Finance Tech Uncategorized

ESPN considering daily fantasy sports expansion

The network's interest indicates the growth of that subset of the fantasy sports market.

(AP Photo/Mark Lennihan)
(AP Photo/Mark Lennihan)

ESPN is considering expanding its fantasy sports offerings to include single-day competitions, another indication of growth of that subset of the market.

ESPN, whose current daily-game offerings are mostly limited to the semi-popular “Streak for the Cash,” would be following the leads of NBC Sports Ventures, Comcast Ventures and Fox Sports, each of which have investments or partnerships with daily fantasy sports (DFS) platforms.

ESPN would be several years behind the fastest growing trend in fantasy sports, as the two primary fantasy sports sites – FanDuel and DraftKings – have head starts of several years of name recognition. The two sites also accumulated $41 million and $70 million, respectively, in recent capital raises.

(Source: Enthusiast Print)
(Enthusiast Print)

ESPN can definitely afford to invest in its own DFS platform while leveraging its pre-existing infrastructure and user base. As David Geller, founder of DailyMVP’s parent company explained:

“The barriers to entry in short-term fantasy now are marketing dollars and the ability to reach an audience, so if it’s a media company, those things are built in.”

ESPN’s entry into the daily fantasy arena may be aided by the absence of a zero-sum factor in the market. Season-long leagues take long-term dedication and commitments of time, limiting the number of leagues and sites users have the bandwidth to join. Daily competitions, on the other hand, are quick, allowing fans to stay involved in multiple competitions across numerous platforms.

DFS sites have expanded their marketing strategies, as demonstrated by DraftKings' title sponsorship of the Breders' Cup Filly & Mare Sprint. (Harry How-Getty Images)
DFS platforms have expanded into sponsorship, with DraftKings becoming the title sponsor for the Breeders’ Cup Filly & Mare Sprint. (Harry How-Getty Images)
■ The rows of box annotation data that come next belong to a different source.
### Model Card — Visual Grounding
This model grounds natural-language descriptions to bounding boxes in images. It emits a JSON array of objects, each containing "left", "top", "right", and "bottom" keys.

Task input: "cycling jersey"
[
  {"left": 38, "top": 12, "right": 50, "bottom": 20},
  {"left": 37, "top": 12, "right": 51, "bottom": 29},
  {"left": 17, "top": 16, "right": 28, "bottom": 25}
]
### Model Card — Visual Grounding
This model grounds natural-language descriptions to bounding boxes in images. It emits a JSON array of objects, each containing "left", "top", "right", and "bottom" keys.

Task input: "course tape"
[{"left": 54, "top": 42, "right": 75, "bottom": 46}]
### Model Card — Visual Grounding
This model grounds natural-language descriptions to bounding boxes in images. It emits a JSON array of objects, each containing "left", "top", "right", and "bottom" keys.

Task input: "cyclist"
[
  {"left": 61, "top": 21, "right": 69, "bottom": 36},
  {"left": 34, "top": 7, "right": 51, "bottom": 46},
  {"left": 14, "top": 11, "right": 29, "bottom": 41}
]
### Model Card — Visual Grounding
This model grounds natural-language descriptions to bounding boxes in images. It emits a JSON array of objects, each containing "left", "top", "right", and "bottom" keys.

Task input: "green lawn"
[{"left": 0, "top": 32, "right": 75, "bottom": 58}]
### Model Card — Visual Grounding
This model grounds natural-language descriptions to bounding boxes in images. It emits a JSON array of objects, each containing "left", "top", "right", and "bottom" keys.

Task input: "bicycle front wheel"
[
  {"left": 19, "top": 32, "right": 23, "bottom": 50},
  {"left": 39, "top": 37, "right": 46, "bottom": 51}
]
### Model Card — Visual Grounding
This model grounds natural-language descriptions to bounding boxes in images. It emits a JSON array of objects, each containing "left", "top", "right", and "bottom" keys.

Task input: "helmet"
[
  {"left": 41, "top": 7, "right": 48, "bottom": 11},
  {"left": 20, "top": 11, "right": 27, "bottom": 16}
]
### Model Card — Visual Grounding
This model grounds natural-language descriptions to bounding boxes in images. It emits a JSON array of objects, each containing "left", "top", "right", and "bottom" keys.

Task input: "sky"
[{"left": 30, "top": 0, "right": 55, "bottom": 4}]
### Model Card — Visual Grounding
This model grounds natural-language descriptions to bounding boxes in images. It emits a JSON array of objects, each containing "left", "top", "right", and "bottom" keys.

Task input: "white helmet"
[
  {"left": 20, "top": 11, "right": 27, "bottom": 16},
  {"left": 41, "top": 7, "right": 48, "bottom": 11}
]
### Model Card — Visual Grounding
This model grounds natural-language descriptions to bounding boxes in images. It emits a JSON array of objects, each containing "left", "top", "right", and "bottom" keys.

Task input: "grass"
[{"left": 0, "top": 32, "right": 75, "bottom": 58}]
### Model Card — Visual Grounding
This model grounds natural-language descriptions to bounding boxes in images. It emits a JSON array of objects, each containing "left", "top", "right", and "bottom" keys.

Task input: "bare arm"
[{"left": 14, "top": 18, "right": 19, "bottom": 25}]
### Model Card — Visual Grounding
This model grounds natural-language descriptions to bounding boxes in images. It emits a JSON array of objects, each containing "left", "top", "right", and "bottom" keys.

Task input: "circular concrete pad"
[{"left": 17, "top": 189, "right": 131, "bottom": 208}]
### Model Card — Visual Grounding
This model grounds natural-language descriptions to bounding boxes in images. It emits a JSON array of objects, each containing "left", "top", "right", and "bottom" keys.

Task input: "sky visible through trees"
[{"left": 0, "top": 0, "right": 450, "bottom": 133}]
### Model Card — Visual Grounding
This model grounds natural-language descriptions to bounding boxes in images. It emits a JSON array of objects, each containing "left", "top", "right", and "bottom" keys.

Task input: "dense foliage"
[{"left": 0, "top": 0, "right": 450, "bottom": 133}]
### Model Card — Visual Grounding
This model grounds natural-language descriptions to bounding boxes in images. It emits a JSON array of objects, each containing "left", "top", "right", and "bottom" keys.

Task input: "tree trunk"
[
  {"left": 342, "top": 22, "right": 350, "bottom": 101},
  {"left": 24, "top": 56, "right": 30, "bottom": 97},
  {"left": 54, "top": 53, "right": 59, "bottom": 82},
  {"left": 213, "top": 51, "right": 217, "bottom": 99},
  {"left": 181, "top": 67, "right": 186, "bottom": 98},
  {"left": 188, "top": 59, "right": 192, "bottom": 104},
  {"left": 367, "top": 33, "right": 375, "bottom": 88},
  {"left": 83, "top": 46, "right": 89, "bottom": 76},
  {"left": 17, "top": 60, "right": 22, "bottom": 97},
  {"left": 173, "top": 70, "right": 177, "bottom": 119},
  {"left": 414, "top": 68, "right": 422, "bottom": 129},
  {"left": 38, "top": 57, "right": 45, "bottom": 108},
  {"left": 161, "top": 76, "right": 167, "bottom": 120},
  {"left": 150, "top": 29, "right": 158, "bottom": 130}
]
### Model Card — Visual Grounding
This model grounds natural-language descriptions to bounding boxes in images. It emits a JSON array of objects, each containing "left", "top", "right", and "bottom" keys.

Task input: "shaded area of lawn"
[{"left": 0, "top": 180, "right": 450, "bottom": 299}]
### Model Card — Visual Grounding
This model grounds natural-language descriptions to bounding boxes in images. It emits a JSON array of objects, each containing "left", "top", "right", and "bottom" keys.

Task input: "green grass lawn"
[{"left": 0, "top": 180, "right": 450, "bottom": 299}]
So though FanDuel has captured 65 percent to 70 percent of the market, DraftKings has seen exponential growth as well, with its number of users increasing 12 times from last year. Fantasy sports users aren’t necessary loyal to particular sites. The Fantasy Sports Trade Association asserts that nearly 75 percent of the 41.5 million fantasy sports users use four to six sports websites. Translation: There’s plenty of room for new entrants.

Rather than establishing a competing daily fantasy sports platform, ESPN may look to purchase a pre-established site and simply throw the weight of its brand behind that investment. FantasyUp, a site created by a former FanDuel winner, was created for just that purpose, with founder Dan Ziernicki promising to turn his start-up into a “cash cow . . . that is ready to go” should ESPN make an offer.